Blaming the war lets him sidestep both.
Despite being the rare Fed chair relaxed about crypto, Warsh draws only 9% odds of saying Bitcoin (CRYPTO: BTC).
He has said Bitcoin is no threat to the Fed’s ability to manage the economy, but a debut built on inflation credibility is no place to advertise it.
Reading The Board
Traders expect Warsh to hold rates, pin inflation on the war rather than tariffs, lean on AI to tee up a future cut, and dodge the scary words.
Warsh has spent years attacking the Fed’s dot plot, arguing those quarterly rate forecasts trap officials into defending calls the economy has already passed by. The real question Wednesday is whether his first act as chair is to simply stop submitting his own.

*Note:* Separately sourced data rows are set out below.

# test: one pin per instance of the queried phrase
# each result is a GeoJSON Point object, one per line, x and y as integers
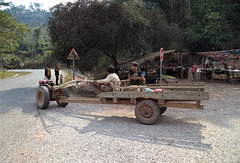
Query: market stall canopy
{"type": "Point", "coordinates": [221, 54]}
{"type": "Point", "coordinates": [168, 55]}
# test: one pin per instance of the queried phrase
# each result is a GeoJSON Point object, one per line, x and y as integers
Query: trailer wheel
{"type": "Point", "coordinates": [162, 110]}
{"type": "Point", "coordinates": [147, 112]}
{"type": "Point", "coordinates": [65, 93]}
{"type": "Point", "coordinates": [42, 97]}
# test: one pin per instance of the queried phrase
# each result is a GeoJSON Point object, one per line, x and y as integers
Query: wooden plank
{"type": "Point", "coordinates": [178, 95]}
{"type": "Point", "coordinates": [82, 100]}
{"type": "Point", "coordinates": [183, 105]}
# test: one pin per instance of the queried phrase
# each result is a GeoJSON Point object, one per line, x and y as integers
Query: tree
{"type": "Point", "coordinates": [10, 33]}
{"type": "Point", "coordinates": [102, 28]}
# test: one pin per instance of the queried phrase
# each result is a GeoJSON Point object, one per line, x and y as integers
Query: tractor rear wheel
{"type": "Point", "coordinates": [147, 112]}
{"type": "Point", "coordinates": [42, 97]}
{"type": "Point", "coordinates": [65, 94]}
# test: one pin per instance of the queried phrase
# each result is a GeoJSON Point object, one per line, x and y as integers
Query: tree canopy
{"type": "Point", "coordinates": [113, 29]}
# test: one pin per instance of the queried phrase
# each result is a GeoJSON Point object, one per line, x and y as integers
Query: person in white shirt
{"type": "Point", "coordinates": [111, 81]}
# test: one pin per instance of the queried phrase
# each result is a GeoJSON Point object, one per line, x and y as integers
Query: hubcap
{"type": "Point", "coordinates": [146, 112]}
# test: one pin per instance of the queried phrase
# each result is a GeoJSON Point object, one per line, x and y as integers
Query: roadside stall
{"type": "Point", "coordinates": [221, 65]}
{"type": "Point", "coordinates": [172, 65]}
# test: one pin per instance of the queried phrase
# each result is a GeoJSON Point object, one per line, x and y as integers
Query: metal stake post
{"type": "Point", "coordinates": [160, 72]}
{"type": "Point", "coordinates": [73, 67]}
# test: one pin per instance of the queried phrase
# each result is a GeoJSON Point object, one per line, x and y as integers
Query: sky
{"type": "Point", "coordinates": [46, 3]}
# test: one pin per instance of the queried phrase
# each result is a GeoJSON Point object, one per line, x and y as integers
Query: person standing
{"type": "Point", "coordinates": [111, 81]}
{"type": "Point", "coordinates": [57, 74]}
{"type": "Point", "coordinates": [48, 72]}
{"type": "Point", "coordinates": [194, 71]}
{"type": "Point", "coordinates": [135, 76]}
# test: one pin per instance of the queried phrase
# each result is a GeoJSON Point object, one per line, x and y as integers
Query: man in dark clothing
{"type": "Point", "coordinates": [135, 76]}
{"type": "Point", "coordinates": [48, 72]}
{"type": "Point", "coordinates": [57, 74]}
{"type": "Point", "coordinates": [155, 76]}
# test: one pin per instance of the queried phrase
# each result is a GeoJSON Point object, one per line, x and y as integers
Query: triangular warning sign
{"type": "Point", "coordinates": [73, 55]}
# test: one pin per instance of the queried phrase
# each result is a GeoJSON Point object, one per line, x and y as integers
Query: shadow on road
{"type": "Point", "coordinates": [19, 98]}
{"type": "Point", "coordinates": [167, 131]}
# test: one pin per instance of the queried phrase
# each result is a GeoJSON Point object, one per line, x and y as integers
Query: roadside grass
{"type": "Point", "coordinates": [9, 74]}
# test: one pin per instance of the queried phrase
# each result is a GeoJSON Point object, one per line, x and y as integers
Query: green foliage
{"type": "Point", "coordinates": [33, 17]}
{"type": "Point", "coordinates": [10, 32]}
{"type": "Point", "coordinates": [114, 29]}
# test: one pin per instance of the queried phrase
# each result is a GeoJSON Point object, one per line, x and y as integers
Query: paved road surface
{"type": "Point", "coordinates": [110, 133]}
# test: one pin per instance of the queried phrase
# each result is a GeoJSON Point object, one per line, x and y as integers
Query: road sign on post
{"type": "Point", "coordinates": [161, 59]}
{"type": "Point", "coordinates": [73, 56]}
{"type": "Point", "coordinates": [22, 64]}
{"type": "Point", "coordinates": [161, 54]}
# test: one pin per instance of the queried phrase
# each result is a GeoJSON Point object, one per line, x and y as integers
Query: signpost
{"type": "Point", "coordinates": [22, 64]}
{"type": "Point", "coordinates": [161, 59]}
{"type": "Point", "coordinates": [73, 56]}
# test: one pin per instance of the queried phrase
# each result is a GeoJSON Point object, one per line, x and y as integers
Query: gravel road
{"type": "Point", "coordinates": [110, 133]}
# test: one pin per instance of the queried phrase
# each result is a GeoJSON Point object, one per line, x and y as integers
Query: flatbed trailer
{"type": "Point", "coordinates": [149, 105]}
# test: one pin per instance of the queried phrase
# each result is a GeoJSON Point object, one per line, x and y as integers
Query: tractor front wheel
{"type": "Point", "coordinates": [64, 94]}
{"type": "Point", "coordinates": [147, 112]}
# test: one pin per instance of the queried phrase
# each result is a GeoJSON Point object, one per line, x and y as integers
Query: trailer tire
{"type": "Point", "coordinates": [64, 93]}
{"type": "Point", "coordinates": [42, 97]}
{"type": "Point", "coordinates": [162, 110]}
{"type": "Point", "coordinates": [147, 112]}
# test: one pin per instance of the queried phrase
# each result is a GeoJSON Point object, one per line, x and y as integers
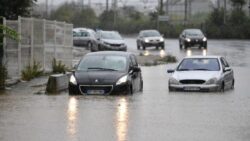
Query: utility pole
{"type": "Point", "coordinates": [107, 5]}
{"type": "Point", "coordinates": [46, 8]}
{"type": "Point", "coordinates": [185, 10]}
{"type": "Point", "coordinates": [225, 11]}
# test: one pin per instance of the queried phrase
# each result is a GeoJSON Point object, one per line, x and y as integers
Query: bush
{"type": "Point", "coordinates": [32, 71]}
{"type": "Point", "coordinates": [58, 66]}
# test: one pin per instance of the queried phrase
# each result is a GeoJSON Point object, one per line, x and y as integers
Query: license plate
{"type": "Point", "coordinates": [95, 92]}
{"type": "Point", "coordinates": [191, 88]}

“Dissent” trades at 32%. Warsh inherits the committee that produced the most divided decision since 1992. A hawkish dissent says the committee is overruling him; a dovish one says the cutters are losing patience.
One ghost in the room is Jerome Powell, who keeps his governor seat with two years left and stays until the probe into the Fed’s headquarters renovation wraps, the same renovation Trump used to attack him.
He sat in the April majority, not the dissent, so watch whether he breaks ranks under the new chair. Traders give 41% odds Warsh says his name, 6% the renovation.
Warsh takes the podium at 2:30 p.m. ET.